Reflections on mulmod_bnm1

Wed Dec 9 10:37:53 CET 2009

bodrato at mail.dm.unipi.it writes:

> At first I wrote basecases with all the three parameters: an, bn, rn. This
> avoids any MPN_COPY, but forces the use of mpn_mul and some logic in the
> _bc, to be repeated all the times, even in the very likely case
> an=bn=rn.

Maybe you're right that this is important for performance. Still, most
of the work is done with fairly large calls to bnp1.

> Moreover, there was a subtile bug: it could happen that bc_mulmod_bnp1 was
> called with (anp < bnp), even if originally we had (an >= bn)... because
> wrapping can give a carry or not... and mpn_mul does not support an<bn.

In general, for functions that don't depend on normalization (i.e.,
almost everything except division), it's usually best not to be so
zealous with normaliation, but allow zero high limb from time to time.

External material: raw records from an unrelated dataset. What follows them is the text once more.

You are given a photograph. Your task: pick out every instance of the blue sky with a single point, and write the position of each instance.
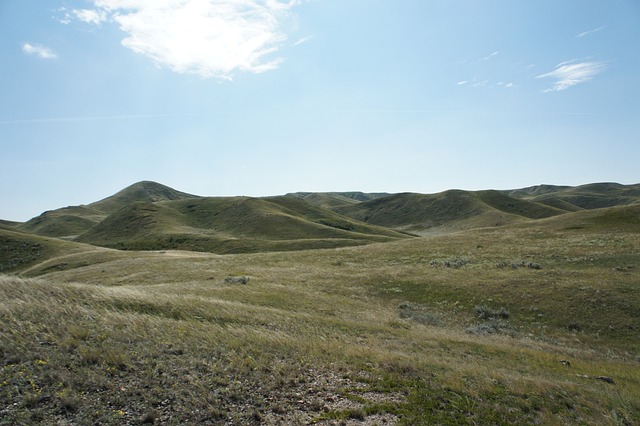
(265, 97)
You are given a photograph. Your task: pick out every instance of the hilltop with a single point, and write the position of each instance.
(515, 307)
(151, 216)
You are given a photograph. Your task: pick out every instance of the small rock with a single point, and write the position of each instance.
(606, 379)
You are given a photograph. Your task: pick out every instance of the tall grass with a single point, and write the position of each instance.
(375, 333)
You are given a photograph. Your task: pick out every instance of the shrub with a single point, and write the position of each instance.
(237, 280)
(484, 312)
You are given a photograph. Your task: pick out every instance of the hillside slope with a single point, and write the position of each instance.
(231, 225)
(587, 197)
(69, 222)
(446, 211)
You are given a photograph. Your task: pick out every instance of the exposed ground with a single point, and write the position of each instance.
(536, 323)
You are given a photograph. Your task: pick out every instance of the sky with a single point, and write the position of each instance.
(267, 97)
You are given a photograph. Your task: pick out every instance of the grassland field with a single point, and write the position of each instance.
(526, 324)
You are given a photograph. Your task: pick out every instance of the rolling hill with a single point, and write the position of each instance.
(532, 322)
(152, 216)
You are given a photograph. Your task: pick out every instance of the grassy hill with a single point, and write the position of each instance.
(151, 216)
(231, 225)
(69, 222)
(330, 200)
(447, 211)
(532, 323)
(588, 197)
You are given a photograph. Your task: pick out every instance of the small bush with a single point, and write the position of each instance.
(237, 280)
(484, 312)
(418, 313)
(455, 263)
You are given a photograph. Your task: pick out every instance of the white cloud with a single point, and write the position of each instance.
(38, 50)
(486, 58)
(569, 74)
(210, 38)
(302, 40)
(90, 16)
(586, 33)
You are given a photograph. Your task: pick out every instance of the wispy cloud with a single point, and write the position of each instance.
(210, 38)
(486, 58)
(302, 40)
(586, 33)
(569, 74)
(38, 50)
(90, 16)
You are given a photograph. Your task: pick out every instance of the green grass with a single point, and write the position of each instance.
(382, 332)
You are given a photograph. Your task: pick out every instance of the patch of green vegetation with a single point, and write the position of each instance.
(371, 333)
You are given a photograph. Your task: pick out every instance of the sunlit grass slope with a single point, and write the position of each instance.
(231, 225)
(530, 324)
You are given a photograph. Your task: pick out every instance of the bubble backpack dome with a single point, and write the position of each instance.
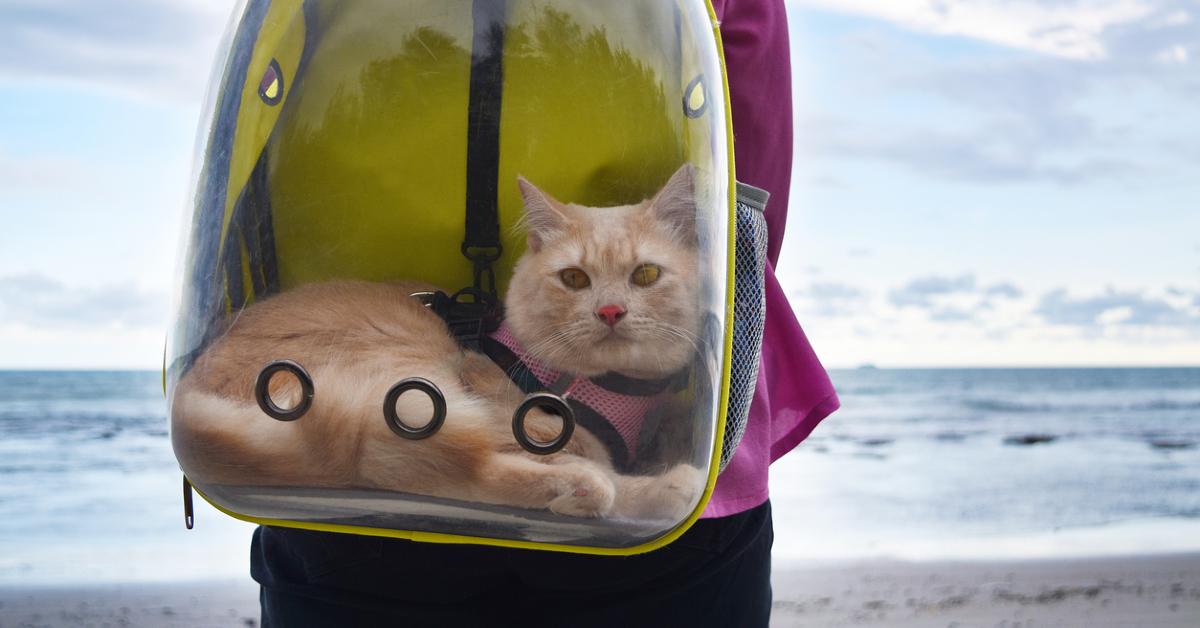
(411, 154)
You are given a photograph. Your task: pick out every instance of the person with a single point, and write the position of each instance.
(715, 574)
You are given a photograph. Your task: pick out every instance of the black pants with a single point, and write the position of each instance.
(717, 574)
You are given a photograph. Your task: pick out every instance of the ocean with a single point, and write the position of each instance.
(917, 465)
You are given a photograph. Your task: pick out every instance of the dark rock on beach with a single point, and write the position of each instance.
(1167, 443)
(1031, 438)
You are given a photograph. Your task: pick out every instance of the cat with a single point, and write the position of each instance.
(597, 291)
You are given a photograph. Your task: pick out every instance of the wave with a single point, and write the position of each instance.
(1029, 407)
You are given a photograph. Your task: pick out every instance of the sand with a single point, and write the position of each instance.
(1133, 591)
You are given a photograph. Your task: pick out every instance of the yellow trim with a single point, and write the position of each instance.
(723, 405)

But in this case, the top limb is zero almost always, and one only when
a = B^n mod B^n+1. So maybe it's not good to always include that
usually-zero high limb to the multiplication calls.

I'm tempted to add special handling (after all, multiplication by B^n =
- 1 (mod B^n + 1) is unusuallly cheap). It's hard to motivate from a
performance point of view, but if it makes the handling of the common
case simpler, it might still be a good idea.

(And talking about unusual cases, do the current tests exercise
borderline cases where inputs or products equal -1,0, or +1 modulo the
various B^n ± 1 involved?)

> Finally, logic is moved where we have more control on it (maybe reducing
> it, maybe not), we added some COPY but only in unlikely conditions, we can
> use mul_n instead of mul. In my opinion, the balance is positive.

I'm not so bothered by MNP_COPY in unlikely cases, but I don't like the
zero-padding of inputs (MPN_ZERO). And I think it is unfortunate if for
some small inputs mulmod_bmn1 is significantly slower than unbalanced
mpn_mul + mpn_add. Say, an = rn = 20, bn = 12, or rn = 20, an = bn = 15
(and threshold > 20).

A compromize could be to have the basecase use an = rn >= bn. This could
be justified by the assumption that the padding needed for the larger
input should be pretty small, while the smaller input is allowed to be
of arbitrarily size.

Regards,
/Niels

-- 
Niels Möller. PGP-encrypted email is preferred. Keyid C0B98E26.
Internet email is subject to wholesale government surveillance.